It is easy to suppose that the greatest authors of the 19th century have all already been discovered. Especially when it comes to French literature, one notices the same names come up over and over again. Yet for every Balzac, Flaubert or Zola, there is at least one author who has been forgotten by history, brushed aside, and reduced to a footnote. That need not mean that these authors don’t have compelling stories to tell which are still relevant to this day.
A good example of this is Octave Mirbeau. The French journalist was a prolific writer and at the centre of Parisian intellectual life. As an art critic, he was an early supporter of Van Gogh’s and good friends with the likes of Claude Monet and Auguste Renoir. Some of his plays, like Les affaires sont les affaires, were highly successful at the time and are still performed by the Comédie Française today. In 1900, he released his fifth novel, Le Journal d’une femme de chambre, which instantly became an example of the notorious ‘succès de scandal’ genre. Nonetheless, Mirbeau’s extensive work has largely been forgotten over the past 100 years.

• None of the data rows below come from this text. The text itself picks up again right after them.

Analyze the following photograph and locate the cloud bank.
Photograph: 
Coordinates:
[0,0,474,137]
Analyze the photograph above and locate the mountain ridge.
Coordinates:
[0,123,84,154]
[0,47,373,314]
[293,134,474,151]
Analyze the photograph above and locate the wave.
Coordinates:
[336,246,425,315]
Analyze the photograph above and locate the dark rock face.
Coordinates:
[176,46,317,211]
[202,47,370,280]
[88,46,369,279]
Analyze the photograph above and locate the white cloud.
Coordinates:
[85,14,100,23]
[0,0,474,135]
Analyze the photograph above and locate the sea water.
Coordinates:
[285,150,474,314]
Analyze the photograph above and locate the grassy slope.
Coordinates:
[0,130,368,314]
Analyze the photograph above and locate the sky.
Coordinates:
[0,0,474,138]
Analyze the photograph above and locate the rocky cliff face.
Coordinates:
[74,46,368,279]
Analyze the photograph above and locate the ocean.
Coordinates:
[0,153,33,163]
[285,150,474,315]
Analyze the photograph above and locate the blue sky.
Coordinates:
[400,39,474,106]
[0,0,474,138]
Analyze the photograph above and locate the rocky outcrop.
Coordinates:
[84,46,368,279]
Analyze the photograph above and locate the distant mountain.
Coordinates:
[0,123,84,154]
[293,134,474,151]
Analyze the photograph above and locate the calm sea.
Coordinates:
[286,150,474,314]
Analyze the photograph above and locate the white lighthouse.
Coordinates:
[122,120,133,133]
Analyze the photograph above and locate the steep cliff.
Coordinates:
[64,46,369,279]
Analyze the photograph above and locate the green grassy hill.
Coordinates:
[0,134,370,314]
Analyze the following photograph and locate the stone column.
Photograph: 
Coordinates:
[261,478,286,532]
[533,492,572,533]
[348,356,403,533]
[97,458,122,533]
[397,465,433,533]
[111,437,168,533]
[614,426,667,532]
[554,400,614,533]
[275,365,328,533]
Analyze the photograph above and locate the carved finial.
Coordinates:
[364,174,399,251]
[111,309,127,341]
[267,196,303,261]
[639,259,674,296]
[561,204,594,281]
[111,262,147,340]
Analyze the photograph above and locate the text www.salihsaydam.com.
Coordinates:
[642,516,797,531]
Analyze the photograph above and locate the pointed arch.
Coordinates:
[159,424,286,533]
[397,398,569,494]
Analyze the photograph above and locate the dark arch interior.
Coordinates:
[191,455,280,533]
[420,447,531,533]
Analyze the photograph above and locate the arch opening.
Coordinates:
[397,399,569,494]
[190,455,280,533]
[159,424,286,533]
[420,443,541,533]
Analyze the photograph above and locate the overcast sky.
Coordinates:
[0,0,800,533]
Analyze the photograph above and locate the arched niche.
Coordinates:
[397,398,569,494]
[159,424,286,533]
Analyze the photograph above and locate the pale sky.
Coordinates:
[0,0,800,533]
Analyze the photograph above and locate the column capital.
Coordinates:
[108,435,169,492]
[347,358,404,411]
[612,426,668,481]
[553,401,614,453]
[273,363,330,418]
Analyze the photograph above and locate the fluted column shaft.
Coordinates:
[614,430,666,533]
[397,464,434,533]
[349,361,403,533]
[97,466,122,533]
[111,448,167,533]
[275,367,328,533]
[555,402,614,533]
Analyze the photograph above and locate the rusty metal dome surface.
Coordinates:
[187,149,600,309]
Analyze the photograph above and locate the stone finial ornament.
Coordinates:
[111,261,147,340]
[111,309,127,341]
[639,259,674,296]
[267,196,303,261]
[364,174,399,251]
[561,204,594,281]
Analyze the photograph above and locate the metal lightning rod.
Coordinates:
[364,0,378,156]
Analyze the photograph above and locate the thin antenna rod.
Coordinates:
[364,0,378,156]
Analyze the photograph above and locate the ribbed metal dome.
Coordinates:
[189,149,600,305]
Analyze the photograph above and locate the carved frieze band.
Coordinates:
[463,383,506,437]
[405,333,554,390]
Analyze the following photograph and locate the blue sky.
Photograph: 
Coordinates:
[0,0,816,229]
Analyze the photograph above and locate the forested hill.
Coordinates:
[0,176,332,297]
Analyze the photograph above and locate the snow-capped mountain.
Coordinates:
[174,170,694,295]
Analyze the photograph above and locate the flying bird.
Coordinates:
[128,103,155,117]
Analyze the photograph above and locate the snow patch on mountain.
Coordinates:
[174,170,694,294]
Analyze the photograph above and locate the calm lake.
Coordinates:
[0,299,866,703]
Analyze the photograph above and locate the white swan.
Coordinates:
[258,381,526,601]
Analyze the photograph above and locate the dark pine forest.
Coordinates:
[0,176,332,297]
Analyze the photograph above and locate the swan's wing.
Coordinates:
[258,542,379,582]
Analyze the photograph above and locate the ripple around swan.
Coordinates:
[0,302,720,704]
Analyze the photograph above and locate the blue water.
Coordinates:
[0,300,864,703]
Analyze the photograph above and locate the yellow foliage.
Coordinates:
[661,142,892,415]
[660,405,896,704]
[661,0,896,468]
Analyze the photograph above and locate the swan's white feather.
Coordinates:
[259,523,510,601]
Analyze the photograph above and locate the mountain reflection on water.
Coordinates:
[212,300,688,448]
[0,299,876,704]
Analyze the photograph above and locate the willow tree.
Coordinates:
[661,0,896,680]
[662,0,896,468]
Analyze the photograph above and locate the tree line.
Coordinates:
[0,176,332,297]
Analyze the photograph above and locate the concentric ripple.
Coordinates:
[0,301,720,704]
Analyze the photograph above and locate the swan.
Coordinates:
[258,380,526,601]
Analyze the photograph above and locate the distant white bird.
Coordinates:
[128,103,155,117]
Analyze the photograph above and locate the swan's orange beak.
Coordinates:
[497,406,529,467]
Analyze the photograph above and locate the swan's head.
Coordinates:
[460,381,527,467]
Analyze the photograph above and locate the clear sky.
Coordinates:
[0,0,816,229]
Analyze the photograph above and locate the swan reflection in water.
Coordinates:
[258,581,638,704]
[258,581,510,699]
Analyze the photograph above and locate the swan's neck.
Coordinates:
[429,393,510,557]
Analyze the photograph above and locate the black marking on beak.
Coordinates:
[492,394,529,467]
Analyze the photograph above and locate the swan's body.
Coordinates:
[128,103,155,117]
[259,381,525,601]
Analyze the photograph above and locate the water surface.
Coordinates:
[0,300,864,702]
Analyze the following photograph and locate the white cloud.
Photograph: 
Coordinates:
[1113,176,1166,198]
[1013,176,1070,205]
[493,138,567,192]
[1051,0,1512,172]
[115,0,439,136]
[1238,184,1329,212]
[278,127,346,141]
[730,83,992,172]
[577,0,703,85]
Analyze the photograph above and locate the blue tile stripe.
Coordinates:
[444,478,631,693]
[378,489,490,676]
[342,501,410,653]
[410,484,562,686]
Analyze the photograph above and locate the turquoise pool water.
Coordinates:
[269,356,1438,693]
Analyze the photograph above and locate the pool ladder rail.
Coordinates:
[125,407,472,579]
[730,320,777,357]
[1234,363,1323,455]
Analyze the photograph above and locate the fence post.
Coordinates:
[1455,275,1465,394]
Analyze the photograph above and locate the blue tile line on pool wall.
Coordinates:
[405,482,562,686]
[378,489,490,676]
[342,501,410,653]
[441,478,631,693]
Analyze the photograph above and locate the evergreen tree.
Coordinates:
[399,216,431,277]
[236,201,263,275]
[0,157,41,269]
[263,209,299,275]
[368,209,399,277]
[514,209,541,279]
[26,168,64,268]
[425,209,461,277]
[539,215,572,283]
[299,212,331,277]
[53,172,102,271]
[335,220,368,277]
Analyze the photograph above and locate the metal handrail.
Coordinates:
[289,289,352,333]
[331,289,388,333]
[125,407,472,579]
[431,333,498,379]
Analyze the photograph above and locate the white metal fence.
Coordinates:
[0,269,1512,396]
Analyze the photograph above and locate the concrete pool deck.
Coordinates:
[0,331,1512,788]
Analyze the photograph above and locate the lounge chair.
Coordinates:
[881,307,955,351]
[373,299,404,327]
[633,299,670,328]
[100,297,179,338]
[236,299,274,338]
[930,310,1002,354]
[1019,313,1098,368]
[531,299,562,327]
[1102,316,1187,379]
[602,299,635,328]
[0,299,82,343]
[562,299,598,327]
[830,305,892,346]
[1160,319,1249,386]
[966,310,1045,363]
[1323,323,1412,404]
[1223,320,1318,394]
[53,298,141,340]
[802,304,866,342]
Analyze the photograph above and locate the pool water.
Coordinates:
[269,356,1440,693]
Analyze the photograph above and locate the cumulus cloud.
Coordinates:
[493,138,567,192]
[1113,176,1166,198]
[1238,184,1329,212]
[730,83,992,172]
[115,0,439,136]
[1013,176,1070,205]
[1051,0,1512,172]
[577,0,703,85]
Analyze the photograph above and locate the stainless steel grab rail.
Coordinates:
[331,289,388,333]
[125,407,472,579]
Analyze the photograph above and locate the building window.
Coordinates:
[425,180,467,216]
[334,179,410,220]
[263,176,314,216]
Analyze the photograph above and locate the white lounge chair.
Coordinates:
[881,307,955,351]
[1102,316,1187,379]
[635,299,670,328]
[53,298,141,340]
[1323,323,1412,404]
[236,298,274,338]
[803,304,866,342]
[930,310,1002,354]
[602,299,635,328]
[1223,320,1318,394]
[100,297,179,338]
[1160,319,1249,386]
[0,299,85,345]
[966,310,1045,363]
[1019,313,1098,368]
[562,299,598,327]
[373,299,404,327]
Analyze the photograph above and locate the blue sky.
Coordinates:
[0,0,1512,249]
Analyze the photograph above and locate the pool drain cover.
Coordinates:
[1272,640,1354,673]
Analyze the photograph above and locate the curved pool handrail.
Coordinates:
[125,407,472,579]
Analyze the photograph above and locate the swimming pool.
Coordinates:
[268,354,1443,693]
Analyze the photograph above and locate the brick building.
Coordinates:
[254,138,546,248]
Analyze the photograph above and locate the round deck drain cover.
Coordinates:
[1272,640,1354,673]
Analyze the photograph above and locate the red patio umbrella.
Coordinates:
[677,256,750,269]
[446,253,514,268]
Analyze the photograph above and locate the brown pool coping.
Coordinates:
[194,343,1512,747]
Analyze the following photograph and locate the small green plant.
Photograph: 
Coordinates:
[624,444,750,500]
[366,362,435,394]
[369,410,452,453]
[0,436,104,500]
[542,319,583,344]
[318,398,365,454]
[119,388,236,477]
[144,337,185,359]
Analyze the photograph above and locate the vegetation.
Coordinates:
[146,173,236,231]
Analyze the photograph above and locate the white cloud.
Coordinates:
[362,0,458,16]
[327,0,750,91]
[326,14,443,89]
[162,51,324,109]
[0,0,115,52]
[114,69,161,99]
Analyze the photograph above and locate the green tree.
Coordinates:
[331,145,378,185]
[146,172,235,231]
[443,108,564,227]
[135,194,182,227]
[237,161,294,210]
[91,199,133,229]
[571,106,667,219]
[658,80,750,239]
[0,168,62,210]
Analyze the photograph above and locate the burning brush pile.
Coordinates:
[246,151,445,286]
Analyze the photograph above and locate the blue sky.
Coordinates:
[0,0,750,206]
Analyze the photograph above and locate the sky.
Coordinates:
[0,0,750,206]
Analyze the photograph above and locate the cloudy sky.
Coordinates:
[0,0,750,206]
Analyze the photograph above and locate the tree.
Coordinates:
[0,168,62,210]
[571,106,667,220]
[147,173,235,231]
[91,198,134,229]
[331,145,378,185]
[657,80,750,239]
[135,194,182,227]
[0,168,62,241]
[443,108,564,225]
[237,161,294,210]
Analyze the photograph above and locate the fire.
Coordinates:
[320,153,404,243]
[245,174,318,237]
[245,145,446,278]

It was not until the 1980s and the onset of second wave feminism that Mirbeau and his substantial literary oeuvre began to gain some recognition. But still, even to this day, Mirbeau is rarely talked about, despite having been admired by many peers, including Tolstoy. His books, although in print, are rarely on offer in bookstores. This, to me, is scandalous, because the quality of Mirbeau’s work rivals that of any of his contemporaries. His Journal of a Chambermaid in particular is one of the greatest novels of its time. Its humour and social criticism are as relevant today as they were 125 years ago.
Its narrative centres around Célestine, a witty young woman who works as a domestic servant in the household of the Lanlaire family. In her diary, she records the idiosyncrasies of her bourgeois employers as well as of the people around her. She is the constant object of male desire, yet she is able to use this to her own advantage. The resulting image is that of a sexually empowered and independent woman. In the end, she escapes her position as a chambermaid by going to Cherbourg with the brutish gardener Joseph, a bittersweet end at a time when social mobility was out of reach for many domestic servants.
If the novel is so good, why has nobody heard of it? I believe this has to do with the way that we perceive literature today. People like to place authors within a literary canon that is subdivided into movements. It is easy to label Balzac a ‘Realist’, Zola a ‘Naturalist’ or Hugo a ‘Romantic’. Yet when it comes to Mirbeau, none of these labels easily fit. He stands out from the Symbolist and Decadent currents popular during his time, and this inability to place Mirbeau within the literary landscape has contributed to his disappearance from textbooks and literary journals.
However, there are other elements that make the novel unconventional and subsequently less attractive in the eyes of some literary critics. On the one hand, Mirbeau’s characters in Le Journal d’une femme de chambre are mostly caricatures who, through exaggeration, enable Mirbeau to introduce both humour into the story and underline his political commentary. On the other hand, the novel’s plot focuses on an independent working class woman who, whilst very critical of the people around her, has insight limited to her immediate environment rather than society as a whole. The novel’s detractors have thus sometimes argued out of pure prejudice against a book whose female narrator makes them uncomfortable.
I would advise everyone to pick up a copy, if they can. Especially those who have access to the French original, who will find it to be both an entertaining and eye opening read. We live at a time in which people are rediscovering voices from the past previously misunderstood or silenced. The best way to support such authors is to read their works. Who knows how many lost Balzacs or Zolas we might uncover in the process.